I would wager a goodly amount that you've hit the nail on the head here.

It seemed at first as though bundling all of the unix environment together and
abandoning "The Unix Way" was a triumph of advertising and people's laziness.
Thinking further, it's pretty clear that mobilizing a community around a
varied basket of tools would have been nigh impossible.

It's pretty interesting how important this developer/social aspect has been to
the development of the web. Larry Wall has certainly been in on the joke all
along.

------
IvyMike
Back in the early days of the web (I'm talking 1993-1995), perl had a bunch of
huge advantages:

1) It derived a lot of syntax from the classic unix tools. So if you knew sh,
sed, awk, troff, grep, you were halfway to knowing perl.

2) The performance of fork() on many unixes was bad. Or at least, bad enough
to make you avoid starting a lot of processes. With perl, you could usually do
everything in-process.

3) Bash existed, but did not have the wide acceptance that it has today.
Remember, Linux was brand spankin' new, and we were mostly using proprietary
SunOS/Solaris/HPUX/AIX systems at the time. Those systems which shipped with
/bin/sh, not /bin/bash. Heck, most sysadmins did not bother to install bash,
because what as the point of installing some non-standard buggy and redundant
shell? (Whether or not if this was true at the time is more up for debate, but
that was the attitude.)

4) Bash didn't have associative arrays until much later, I believe.

5) There were things awk just had trouble doing, or at least doing quickly.
Perl had a lot of the sysadmin-y system calls available as pure perl
functions.

6) Perl's regular expressions were second-to-none

7) The comp.lang.perl community was probably the best, or at least busiest, of
the applicable newsgroups at the time.

8) The perl community was very quick to provide example CGI code, so if you
wanted to write a CGI script, you could bootstrap yourself very quickly with
perl.

If you can ever find a copy of the 1991 edition of Programming Perl, you
should pick it up--it was an amazing introduction to the language, and
explains a lot of the advantages over other scriptish languages at the time.

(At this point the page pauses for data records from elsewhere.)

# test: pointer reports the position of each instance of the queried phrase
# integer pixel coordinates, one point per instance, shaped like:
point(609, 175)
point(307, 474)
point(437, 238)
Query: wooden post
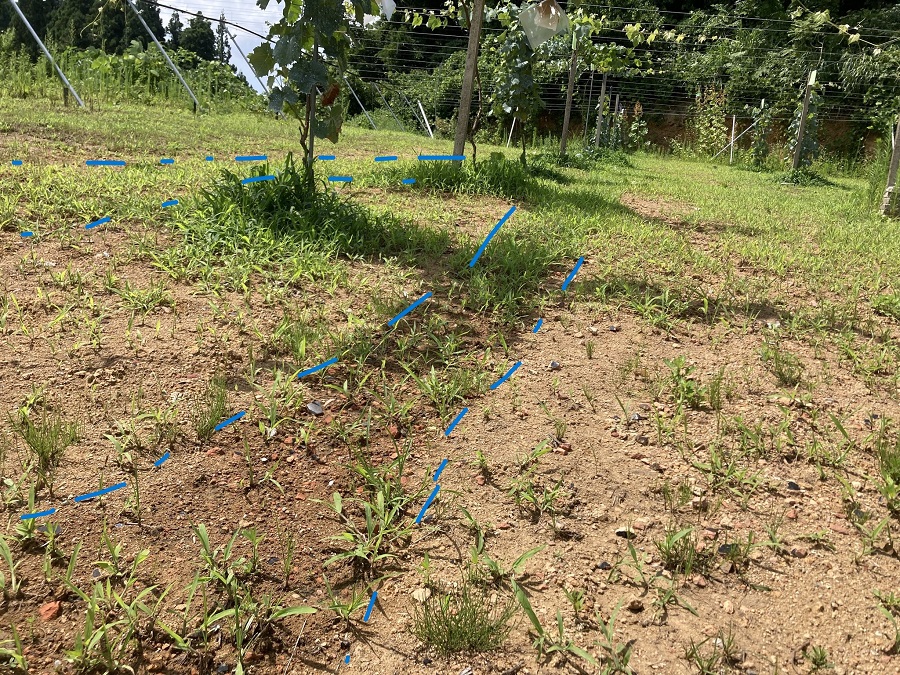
point(46, 53)
point(600, 111)
point(733, 123)
point(890, 204)
point(569, 94)
point(802, 129)
point(465, 95)
point(615, 121)
point(388, 106)
point(425, 117)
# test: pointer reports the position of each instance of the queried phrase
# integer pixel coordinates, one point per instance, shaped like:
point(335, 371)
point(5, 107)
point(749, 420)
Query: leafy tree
point(175, 29)
point(198, 37)
point(223, 45)
point(114, 29)
point(311, 36)
point(38, 13)
point(69, 25)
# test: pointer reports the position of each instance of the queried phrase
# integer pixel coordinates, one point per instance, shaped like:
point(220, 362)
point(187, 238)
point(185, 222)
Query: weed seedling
point(211, 409)
point(462, 620)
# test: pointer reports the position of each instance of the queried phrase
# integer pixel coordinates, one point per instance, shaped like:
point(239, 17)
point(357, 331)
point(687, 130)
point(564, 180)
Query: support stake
point(425, 117)
point(600, 111)
point(465, 95)
point(46, 53)
point(798, 151)
point(889, 204)
point(388, 106)
point(166, 56)
point(366, 112)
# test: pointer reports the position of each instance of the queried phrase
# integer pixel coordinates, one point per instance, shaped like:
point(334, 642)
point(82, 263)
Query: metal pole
point(166, 56)
point(390, 110)
point(413, 108)
point(733, 123)
point(366, 112)
point(587, 110)
point(569, 94)
point(47, 53)
point(424, 117)
point(600, 111)
point(615, 122)
point(889, 201)
point(465, 95)
point(241, 52)
point(802, 129)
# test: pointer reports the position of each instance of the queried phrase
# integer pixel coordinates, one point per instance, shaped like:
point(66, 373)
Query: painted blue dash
point(456, 421)
point(310, 371)
point(409, 309)
point(100, 493)
point(573, 273)
point(491, 236)
point(371, 605)
point(230, 420)
point(256, 179)
point(442, 158)
point(39, 514)
point(97, 223)
point(427, 503)
point(509, 373)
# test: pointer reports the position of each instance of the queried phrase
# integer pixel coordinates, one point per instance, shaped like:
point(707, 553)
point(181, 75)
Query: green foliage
point(310, 35)
point(637, 131)
point(496, 176)
point(463, 619)
point(707, 132)
point(810, 147)
point(759, 143)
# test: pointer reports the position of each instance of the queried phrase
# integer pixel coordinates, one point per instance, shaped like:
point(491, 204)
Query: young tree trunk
point(890, 205)
point(569, 94)
point(465, 96)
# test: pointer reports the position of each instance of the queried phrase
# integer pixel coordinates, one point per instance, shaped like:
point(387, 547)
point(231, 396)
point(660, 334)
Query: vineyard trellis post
point(365, 112)
point(569, 94)
point(388, 106)
point(890, 205)
point(733, 125)
point(600, 111)
point(798, 151)
point(46, 53)
point(425, 117)
point(468, 84)
point(165, 56)
point(241, 52)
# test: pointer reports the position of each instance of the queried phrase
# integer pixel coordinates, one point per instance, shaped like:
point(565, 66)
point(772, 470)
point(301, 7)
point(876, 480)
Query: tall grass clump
point(462, 620)
point(495, 176)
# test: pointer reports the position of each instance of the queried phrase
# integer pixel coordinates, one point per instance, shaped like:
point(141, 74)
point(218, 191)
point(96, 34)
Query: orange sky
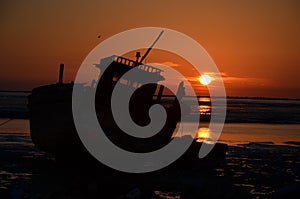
point(255, 44)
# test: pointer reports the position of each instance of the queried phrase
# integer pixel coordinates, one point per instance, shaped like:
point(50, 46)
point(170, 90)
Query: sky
point(255, 44)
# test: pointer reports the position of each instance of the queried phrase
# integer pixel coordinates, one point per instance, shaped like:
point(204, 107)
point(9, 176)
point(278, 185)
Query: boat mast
point(149, 49)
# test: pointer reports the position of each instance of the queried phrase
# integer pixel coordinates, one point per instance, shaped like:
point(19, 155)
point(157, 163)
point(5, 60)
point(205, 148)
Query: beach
point(252, 169)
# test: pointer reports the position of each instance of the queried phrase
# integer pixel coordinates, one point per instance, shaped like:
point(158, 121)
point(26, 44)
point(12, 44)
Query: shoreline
point(249, 171)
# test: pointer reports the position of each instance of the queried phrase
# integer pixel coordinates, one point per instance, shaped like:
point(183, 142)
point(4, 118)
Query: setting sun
point(205, 79)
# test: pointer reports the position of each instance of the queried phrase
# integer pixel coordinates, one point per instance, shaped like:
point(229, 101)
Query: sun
point(205, 79)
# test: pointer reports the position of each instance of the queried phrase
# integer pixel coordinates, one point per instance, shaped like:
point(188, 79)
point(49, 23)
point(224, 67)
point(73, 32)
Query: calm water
point(248, 120)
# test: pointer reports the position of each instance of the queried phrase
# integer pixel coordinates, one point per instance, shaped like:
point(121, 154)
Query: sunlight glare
point(205, 79)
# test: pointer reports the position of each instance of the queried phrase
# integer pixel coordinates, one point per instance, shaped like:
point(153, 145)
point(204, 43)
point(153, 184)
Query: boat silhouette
point(52, 126)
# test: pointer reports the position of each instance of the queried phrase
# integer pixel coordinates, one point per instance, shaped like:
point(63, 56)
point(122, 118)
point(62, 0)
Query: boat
point(52, 128)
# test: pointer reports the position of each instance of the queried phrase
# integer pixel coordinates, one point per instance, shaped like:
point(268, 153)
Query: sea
point(263, 155)
point(262, 120)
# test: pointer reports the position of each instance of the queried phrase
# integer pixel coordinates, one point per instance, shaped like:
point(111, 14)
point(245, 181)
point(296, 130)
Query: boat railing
point(143, 67)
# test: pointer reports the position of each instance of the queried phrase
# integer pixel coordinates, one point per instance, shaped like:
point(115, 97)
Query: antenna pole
point(149, 49)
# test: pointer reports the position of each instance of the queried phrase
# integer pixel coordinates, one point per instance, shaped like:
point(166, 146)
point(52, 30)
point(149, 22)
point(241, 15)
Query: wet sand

And of course when Perl 5 came out, the language gained another huge advantage
with the module system and pseudo-OO features.

------
srl
Here you go: <http://werc.cat-v.org/>

I personally think the standard unix tools are best used for static site
generation - I wouldn't want to try handling arbitrary input with programs
that tend to have semantics incompatible in the edge cases.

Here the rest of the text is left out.